Microsoft Limits Free Email

According to Ferris Research Inc., unsolicited commercial email - spam - cost U.S. firms $8.9 billion last year in productivity, storage and other expenses. This year, organizations in the United States are on track to spend more than $10 billion combating spam. Can anyone stop the madness?

Microsoft has taken a step in what some say is the right direction, reducing the maximum number of emails its Hotmail users are allowed to send within 24 hours to 100. As a result, some users who send a lot of email through Hotmail are now receiving messages that they have sent "the maximum number of messages in a 24 hour period."

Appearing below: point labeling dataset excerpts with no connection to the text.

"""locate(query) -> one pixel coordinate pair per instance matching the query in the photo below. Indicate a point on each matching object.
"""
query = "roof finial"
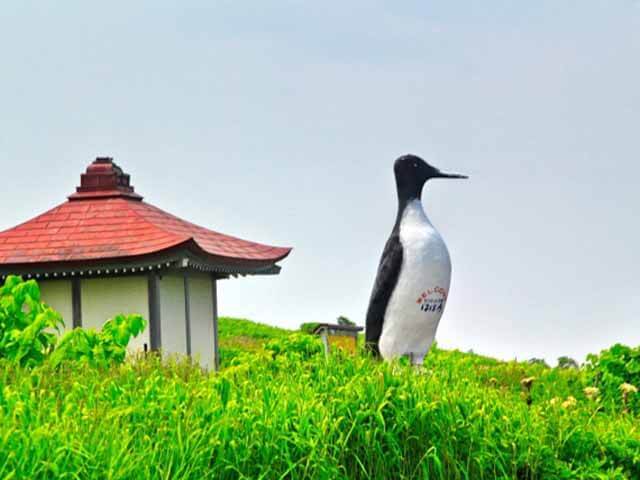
(104, 179)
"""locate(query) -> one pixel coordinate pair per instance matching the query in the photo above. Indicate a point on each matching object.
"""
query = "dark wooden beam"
(187, 312)
(155, 337)
(76, 302)
(214, 296)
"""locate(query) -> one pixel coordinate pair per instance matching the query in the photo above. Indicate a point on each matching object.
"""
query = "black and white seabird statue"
(412, 284)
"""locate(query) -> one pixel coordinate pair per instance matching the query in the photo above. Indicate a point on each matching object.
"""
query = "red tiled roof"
(113, 222)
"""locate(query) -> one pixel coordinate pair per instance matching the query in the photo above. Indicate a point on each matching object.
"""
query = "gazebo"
(105, 251)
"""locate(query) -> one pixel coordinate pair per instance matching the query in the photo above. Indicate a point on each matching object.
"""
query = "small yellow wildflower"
(591, 392)
(527, 382)
(627, 388)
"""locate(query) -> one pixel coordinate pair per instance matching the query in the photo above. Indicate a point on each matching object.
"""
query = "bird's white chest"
(420, 295)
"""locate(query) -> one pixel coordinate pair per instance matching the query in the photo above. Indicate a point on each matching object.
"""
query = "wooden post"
(155, 337)
(214, 297)
(325, 341)
(187, 311)
(76, 302)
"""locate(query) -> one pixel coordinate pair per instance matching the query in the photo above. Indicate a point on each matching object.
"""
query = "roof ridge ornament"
(104, 179)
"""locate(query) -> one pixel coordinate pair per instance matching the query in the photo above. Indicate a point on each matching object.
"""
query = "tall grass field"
(279, 409)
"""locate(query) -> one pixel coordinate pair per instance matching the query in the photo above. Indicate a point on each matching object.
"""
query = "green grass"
(280, 410)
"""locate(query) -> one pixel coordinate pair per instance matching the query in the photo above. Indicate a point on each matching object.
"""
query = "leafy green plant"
(27, 325)
(611, 369)
(296, 346)
(99, 348)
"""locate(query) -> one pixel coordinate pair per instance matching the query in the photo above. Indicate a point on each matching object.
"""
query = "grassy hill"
(279, 409)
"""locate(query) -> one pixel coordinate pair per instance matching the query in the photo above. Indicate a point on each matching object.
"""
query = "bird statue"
(412, 283)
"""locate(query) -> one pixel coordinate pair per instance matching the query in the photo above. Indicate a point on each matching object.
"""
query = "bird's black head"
(412, 173)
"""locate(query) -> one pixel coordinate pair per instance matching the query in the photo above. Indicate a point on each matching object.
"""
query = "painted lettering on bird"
(432, 299)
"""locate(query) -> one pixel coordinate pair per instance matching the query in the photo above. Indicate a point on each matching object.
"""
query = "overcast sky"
(280, 121)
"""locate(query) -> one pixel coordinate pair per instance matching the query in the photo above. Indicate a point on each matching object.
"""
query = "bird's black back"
(386, 280)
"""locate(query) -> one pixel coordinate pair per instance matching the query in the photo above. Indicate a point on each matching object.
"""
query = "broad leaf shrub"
(28, 331)
(27, 325)
(99, 349)
(616, 372)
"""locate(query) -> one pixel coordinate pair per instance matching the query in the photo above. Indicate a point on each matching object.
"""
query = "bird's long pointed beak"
(451, 175)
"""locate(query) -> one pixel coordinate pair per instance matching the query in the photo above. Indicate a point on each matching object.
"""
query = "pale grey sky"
(280, 121)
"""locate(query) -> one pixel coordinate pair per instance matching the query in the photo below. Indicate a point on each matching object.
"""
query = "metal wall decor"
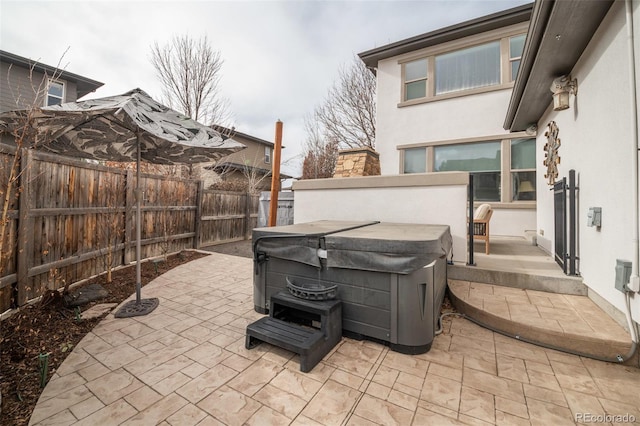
(552, 159)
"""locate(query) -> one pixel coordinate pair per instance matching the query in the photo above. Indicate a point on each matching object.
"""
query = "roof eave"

Microsoft's MSN division hopes the limit will stop people from using Hotmail to send spam. Lisa Gurry, MSN lead product manager, said, "MSN is strongly committed to helping stop the widespread problem of spam and this change is one way we are preventing spammers from using Hotmail as a vehicle to send the unwanted emails."

According to company officials, the 100-email limit is a reasonable cap that would affect less than 1% of its active subscriber base of 110 million. The new restriction does not apply to MSN 8 subscribers or those who purchase extra storage on Hotmail.

Earlier this year, Microsoft adopted another restriction to the offering that prevents users from sending mail to more than 50 different addresses at a time. The company also maintains an internal "blocklist" of known spammers and has turned to the courts to help it track down offenders. Microsoft already employs the services of San Francisco-based anti-spam software vendor Brightmail to help protect users. Brightmail says that nearly 2 out of every 5 email sent over the Internet are spam.

Unfortunately, federal law has not dealt with spam, though both legislators and the Federal Trade Commission (FTC) are attempting to develop proposals for managing and regulating it. Since the legislature is slow to solve the spam problem, software developers are moving ahead alone.

According to research firm Meta Group, we'll soon see moves by major vendors in integrating corporate anti-spam defenses with virus killers -- by the end of next year the leading antivirus vendors will offer comprehensive anti-spam software through acquisition or integration, says Meta Group's Peter Firstbrook, a senior research analyst with the firm's security and risk-strategies service.

Already, a new version of Symantec's gateway antivirus product, released yesterday, adds features that will block spam. The new antispam features are included in version 3.1 of AntiVirus for SMTP Gateways, an email security product targeted at large enterprises that relies on a multilayered approach to fighting the spam problem, Symantec said. The new antispam features are a heuristic scanning engine that spots spam messages, supports checking against multiple blacklists of known spammers, and filters by subject-line.